Le transport durable est-il également synonyme de transport plus coûteux ? « Chaque entreprise peut avoir des objectifs en matière d’émissions de CO2, mais sont-ils suffisamment élevés ou ambitieux pour réaliser les accords de Paris ? C’est pourquoi l’initiative « Science Based Target » (SBTI) a été créée, et toutes les entreprises devraient y adhérer afin de fixer des objectifs climatiques conformes aux accords de Paris. Lineas est signataire et espère que ces objectifs seront validés par la SBTI cette année », explique M. Delvaulx.

« Alors si la question est de savoir si c’est plus cher ? Toute entreprise qui examine ses émissions indirectes dans sa chaîne d’approvisionnement devra, à un moment ou à un autre, souscrire elle-même à des « objectifs scientifiques », ce qui pourrait bien avoir un effet boule de neige. L’impact environnemental sera de toute façon plus coûteux si nous ne faisons rien, car nous n’aurons alors tout simplement pas de planète vivable. Je crois fermement aux partenariats. Ce n’est pas forcément plus cher, mais il est important de travailler avec les bons partenaires et d’avoir les bonnes connaissances, qui ne sont pas uniquement internes », poursuit M. Delvaulx.
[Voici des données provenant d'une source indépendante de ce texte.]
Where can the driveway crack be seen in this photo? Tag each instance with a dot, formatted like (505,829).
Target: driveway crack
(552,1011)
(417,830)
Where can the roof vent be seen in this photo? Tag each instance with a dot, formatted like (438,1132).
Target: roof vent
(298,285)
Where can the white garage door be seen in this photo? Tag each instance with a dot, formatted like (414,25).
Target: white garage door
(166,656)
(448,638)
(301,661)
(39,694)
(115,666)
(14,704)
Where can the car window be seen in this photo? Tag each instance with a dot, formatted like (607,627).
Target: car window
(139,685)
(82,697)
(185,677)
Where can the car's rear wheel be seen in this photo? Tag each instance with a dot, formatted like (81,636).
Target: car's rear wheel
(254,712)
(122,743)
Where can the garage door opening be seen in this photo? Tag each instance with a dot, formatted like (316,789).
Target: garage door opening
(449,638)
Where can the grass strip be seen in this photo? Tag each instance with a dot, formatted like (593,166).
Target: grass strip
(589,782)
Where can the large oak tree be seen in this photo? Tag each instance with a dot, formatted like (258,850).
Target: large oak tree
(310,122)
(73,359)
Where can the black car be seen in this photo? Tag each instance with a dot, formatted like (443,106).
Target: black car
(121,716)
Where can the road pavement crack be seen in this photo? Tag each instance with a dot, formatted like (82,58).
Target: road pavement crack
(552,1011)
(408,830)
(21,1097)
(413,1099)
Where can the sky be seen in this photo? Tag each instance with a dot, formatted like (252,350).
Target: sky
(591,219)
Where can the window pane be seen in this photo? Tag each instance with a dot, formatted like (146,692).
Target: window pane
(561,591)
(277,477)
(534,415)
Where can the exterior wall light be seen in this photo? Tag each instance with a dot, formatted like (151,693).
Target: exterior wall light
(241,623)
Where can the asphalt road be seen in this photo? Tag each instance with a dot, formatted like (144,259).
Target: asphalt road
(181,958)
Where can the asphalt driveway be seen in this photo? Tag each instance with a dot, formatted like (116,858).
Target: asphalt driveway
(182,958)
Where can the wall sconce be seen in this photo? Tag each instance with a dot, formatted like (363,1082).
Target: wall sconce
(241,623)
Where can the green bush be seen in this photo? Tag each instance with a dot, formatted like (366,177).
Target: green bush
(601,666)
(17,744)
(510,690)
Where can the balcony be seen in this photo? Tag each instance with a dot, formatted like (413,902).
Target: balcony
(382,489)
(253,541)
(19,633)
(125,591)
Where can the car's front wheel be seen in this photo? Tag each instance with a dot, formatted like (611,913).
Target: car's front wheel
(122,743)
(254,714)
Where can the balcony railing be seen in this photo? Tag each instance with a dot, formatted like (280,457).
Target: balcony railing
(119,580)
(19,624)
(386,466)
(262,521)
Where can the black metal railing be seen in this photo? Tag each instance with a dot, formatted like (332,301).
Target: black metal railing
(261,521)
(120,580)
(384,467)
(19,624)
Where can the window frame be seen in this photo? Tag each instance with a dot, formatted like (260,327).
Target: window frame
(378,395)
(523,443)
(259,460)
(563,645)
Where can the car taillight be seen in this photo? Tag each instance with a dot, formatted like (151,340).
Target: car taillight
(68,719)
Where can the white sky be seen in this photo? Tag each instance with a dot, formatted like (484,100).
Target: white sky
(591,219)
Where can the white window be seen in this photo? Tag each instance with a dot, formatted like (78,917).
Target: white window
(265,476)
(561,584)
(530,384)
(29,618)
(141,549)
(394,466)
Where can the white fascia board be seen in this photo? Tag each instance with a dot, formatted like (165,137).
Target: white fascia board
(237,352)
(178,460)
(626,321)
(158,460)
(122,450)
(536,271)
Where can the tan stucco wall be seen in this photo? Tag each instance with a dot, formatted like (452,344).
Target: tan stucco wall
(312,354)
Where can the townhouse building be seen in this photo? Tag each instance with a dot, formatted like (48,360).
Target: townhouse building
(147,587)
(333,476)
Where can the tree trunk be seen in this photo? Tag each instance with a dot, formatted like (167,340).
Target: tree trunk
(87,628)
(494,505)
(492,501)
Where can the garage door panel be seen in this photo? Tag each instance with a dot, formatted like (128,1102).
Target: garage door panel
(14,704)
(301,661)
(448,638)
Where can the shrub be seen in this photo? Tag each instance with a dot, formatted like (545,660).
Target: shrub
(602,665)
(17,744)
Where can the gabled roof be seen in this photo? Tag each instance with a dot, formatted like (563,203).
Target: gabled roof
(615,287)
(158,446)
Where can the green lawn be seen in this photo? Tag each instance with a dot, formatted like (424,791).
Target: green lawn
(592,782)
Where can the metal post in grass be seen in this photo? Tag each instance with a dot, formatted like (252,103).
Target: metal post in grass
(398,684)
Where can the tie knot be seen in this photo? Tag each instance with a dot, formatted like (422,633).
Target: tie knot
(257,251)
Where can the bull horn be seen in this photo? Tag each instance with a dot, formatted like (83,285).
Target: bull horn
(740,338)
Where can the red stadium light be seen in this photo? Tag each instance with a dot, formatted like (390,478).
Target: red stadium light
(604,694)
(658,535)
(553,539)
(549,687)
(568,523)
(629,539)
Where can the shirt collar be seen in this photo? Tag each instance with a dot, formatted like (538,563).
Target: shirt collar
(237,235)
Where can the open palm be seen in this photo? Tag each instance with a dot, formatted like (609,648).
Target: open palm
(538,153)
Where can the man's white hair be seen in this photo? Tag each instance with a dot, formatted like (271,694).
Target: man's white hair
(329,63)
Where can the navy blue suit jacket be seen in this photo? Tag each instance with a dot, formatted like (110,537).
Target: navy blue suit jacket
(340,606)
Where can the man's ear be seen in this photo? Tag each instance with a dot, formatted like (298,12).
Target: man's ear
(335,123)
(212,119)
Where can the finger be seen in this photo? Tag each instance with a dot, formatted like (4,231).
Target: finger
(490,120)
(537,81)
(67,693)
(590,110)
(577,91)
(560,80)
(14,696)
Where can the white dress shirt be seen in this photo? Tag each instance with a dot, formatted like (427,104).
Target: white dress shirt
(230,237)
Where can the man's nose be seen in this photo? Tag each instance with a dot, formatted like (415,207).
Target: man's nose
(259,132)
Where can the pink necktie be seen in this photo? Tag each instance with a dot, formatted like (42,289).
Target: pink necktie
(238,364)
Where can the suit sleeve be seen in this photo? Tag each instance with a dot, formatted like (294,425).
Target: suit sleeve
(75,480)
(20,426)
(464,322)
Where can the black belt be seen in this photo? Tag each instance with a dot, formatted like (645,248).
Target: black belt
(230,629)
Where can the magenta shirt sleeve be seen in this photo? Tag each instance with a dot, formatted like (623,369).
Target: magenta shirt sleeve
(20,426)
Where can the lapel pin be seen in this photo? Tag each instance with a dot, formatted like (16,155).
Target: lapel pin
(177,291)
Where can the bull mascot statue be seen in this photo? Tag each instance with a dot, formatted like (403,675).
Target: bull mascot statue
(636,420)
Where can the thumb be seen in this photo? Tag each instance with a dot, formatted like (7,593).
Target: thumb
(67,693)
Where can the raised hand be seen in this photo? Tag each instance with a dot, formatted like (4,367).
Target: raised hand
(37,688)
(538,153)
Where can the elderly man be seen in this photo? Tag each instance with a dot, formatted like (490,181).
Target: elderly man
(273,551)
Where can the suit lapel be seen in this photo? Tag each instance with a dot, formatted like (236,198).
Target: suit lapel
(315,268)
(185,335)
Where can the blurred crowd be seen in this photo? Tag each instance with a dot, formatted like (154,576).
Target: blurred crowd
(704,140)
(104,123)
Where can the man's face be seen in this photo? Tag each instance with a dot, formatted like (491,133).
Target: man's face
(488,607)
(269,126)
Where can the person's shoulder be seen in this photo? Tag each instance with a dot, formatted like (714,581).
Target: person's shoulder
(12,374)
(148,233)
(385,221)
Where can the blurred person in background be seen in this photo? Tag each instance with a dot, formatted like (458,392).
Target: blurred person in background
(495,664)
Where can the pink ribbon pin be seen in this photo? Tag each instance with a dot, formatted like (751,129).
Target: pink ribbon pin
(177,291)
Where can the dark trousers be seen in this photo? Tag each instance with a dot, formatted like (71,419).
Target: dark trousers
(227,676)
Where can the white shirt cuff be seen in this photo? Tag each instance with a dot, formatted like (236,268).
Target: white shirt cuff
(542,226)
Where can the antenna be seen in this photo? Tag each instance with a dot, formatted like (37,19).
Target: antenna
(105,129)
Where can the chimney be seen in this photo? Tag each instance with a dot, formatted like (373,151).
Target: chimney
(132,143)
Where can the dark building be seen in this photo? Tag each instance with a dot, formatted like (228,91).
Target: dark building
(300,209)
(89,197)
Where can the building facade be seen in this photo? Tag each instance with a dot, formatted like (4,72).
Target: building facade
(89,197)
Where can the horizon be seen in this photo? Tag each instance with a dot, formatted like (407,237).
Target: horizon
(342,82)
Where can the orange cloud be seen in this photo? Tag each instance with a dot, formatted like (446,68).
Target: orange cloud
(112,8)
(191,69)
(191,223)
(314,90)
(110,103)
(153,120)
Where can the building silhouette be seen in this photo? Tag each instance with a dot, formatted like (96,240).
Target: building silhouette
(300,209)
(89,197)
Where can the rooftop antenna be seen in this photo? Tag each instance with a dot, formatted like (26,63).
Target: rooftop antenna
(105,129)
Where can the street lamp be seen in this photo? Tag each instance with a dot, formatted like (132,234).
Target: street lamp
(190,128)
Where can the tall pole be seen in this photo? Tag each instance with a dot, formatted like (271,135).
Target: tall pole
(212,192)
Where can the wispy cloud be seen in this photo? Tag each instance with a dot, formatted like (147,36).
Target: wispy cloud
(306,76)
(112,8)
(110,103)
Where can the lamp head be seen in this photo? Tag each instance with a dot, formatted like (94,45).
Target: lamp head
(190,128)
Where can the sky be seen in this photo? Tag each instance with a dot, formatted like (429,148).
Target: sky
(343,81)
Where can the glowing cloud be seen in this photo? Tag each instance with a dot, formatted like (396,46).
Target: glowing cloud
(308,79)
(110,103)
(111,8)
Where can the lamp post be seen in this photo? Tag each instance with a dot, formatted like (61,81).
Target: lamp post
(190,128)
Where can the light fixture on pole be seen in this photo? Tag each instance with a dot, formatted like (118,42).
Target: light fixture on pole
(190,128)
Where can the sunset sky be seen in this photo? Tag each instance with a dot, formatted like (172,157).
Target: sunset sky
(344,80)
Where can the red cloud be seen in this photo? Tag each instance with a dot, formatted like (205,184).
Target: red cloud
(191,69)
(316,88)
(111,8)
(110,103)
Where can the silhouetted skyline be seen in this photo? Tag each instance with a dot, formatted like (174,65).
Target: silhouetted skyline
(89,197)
« Il existe aujourd’hui des solutions moins coûteuses (lire : le transport routier), mais elles ont un impact clairement pernicieux sur l’environnement. Pourtant, elles restent largement subventionnées. Chaque année, 2,7 milliards d’euros de subventions y sont consacrés, dont une partie est également destinée à des entreprises étrangères. Quand on dit que c’est pour maintenir l’emploi en Belgique, c’est un mauvais raisonnement. Ces entreprises étrangères ne créent pas un seul emploi dans notre pays, alors que nous réclamons des conducteurs de train. C’est une question de décalage », déclare M. Gustin.

« L’impact du rail sur la société est peut-être plus coûteux aujourd’hui, mais cet autre mode de transport n’est-il pas trop bon marché par rapport à la charge qu’il crée ? Personnellement, je pense que nous ne devrions pas dépendre de subventions, mais simplement allouer les coûts adéquats. Prenons l’exemple du chargement d’un seul wagon. Pour le rendre compétitif par rapport au transport routier, nous avons besoin de subventions. Tant qu’il y aura cent fois plus de subventions pour cet autre mode de transport, nous continuerons à avoir besoin de ces subventions », souligne le PDG.

Un « voyage » avec des objectifs

Quatre piliers ont été développés au sein du comité ESG de Lineas. Le premier est « Répondre au changement climatique ». Le deuxième concerne la manière dont nous pouvons rendre notre propre chaîne d’approvisionnement plus durable en travaillant avec les fournisseurs et l’ensemble de la chaîne d’approvisionnement. Le troisième est le « capital humain ». Vous pouvez avoir la meilleure stratégie qui soit, mais si vous n’avez pas votre personnel qui adhère à cette stratégie, vous n’irez nulle part. Nous avons également mis au point un certain nombre d’indicateurs clés de performance et d’objectifs en matière de « bien-être », grâce auxquels nous souhaitons devenir un « lieu de travail idéal » d’ici à 2027. Le dernier pilier consiste à rendre visible tout ce que fait Lineas, de sorte que votre propre personnel et d’autres entreprises vous accompagnent dans votre histoire. C’est comme un « voyage » avec des objectifs que vous partagez avec vos employés, vos fournisseurs et vos clients et qui vous permet de réaliser des choses ensemble », souligne M. Delvaulx.

La GSE, un avantage concurrentiel

M. Gustin est convaincu qu’une position ouverte et claire sur les questions ESG peut constituer un avantage concurrentiel pour Lineas. Nous voulons donc faire ce « voyage » sans compromis. Le grand défi consiste à obtenir l’adhésion de tous les maillons de la chaîne d’approvisionnement. Je crois en une ‘alliance’ comme dans l’aviation. Nous devons pouvoir compter sur des partenaires qui suivent nos principes. Le jour où nous pourrons mettre en place une telle « alliance », cela fera vraiment la différence. Nous travaillons avec des partenaires qui pensent de la même manière et la partie ESG en sera un élément important », conclut-il.

Cet article a été traduit automatiquement du néerlandais vers le français.